Glacial rafts or ‘megablocks’ are dislocated slabs of rock and unconsolidated strata that have been transported from their original position by glacial action (Aber et al., 1989). Erratics and large glacial rafts of Mesozoic rocks derived from the floor of the Moray Firth and the western North Sea are widespread in coastal areas, where they occur in deposits of the Banffshire Coast Drift Group and Logie-Buchan Drift Group respectively (P915251). Rafts are particularly common in the White-hills Glacigenic Formation of the former group, where they include reddish brown Permo–Triassic marls, dark grey to black Jurassic mudstones, Cretaceous glauconitic sandstones and Quaternary marine clays, silts and sands (P104123; P104124). The rafts range upwards in dimension from fist-size fragments to slabs that are probably several tens of metres thick and a kilometre or more in width. Several very large rafts of mudstone, silt and clay were worked for making bricks and tiles (Chapter 2).

File:P915251.png
Generalised flow-lines of ice during the Main Late Devensian glaciation. P915251.

The known localities of rafts are concentrated along the northern coast of the district where glacial striae also indicate that ice moved onshore towards the south-east at one stage. This suggests that the rafts were emplaced in zones of longitudinal compression, either proglacially or subglacially, as ice occupying the Moray Firth passed from deformable marine sediments on to bedrock, and was forced to override the high coastline and interior valleys (Peacock and Merritt, 1997, 2000). The rafts were detached in the Moray Firth basin, probably as high pore-water pressures built up in confined aquifers (sands interbedded with clays), a situation that has been invoked for the emplacement of similar rafts at Clava, near Inverness (Merritt, 1992b). Rafts were once assumed to have been moved while ‘frozen on’ to the base of cold-based ice sheets, but their intimate association with deformation tills suggests that failure may also have occurred along décollement surfaces in a subglacial deforming layer (Benn and Evans, 1998).

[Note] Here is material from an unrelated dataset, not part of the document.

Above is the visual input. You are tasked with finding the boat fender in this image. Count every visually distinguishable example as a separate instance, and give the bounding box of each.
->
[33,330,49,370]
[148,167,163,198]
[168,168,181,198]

Rafts have been described at several localities in the district (Appendix 1 Boyne Limestone Quarry, Gardenstown, Oldmill and Moss of Cruden). At the time of writing, several rafts could be seen in a quarry at Ardglassie (NK 012 617), 5 km south-south-east of Fraser-burgh on Sheet 97 (Merritt and Connell, 2000). The rafts include sheared pale yellowish brown fine-grained sands with traces of ripple cross-lamination and dark grey clay. One raft of black lignitic clay contained a rich Late Jurassic palynoflora (information from Dr L A Riley, 1998). The rafts rest on relatively fresh bedrock and are capped locally by a thin unit of brown till. The quarry is situated on a south-west–north-eastorientated ridge, and most of the shear planes preserved in the rafts dip towards the north-north-west, suggesting ice push from that direction against the ridge. Many characteristic features of rafts are displayed, including shear zones, conjugate microfaulting, brecciation and folding.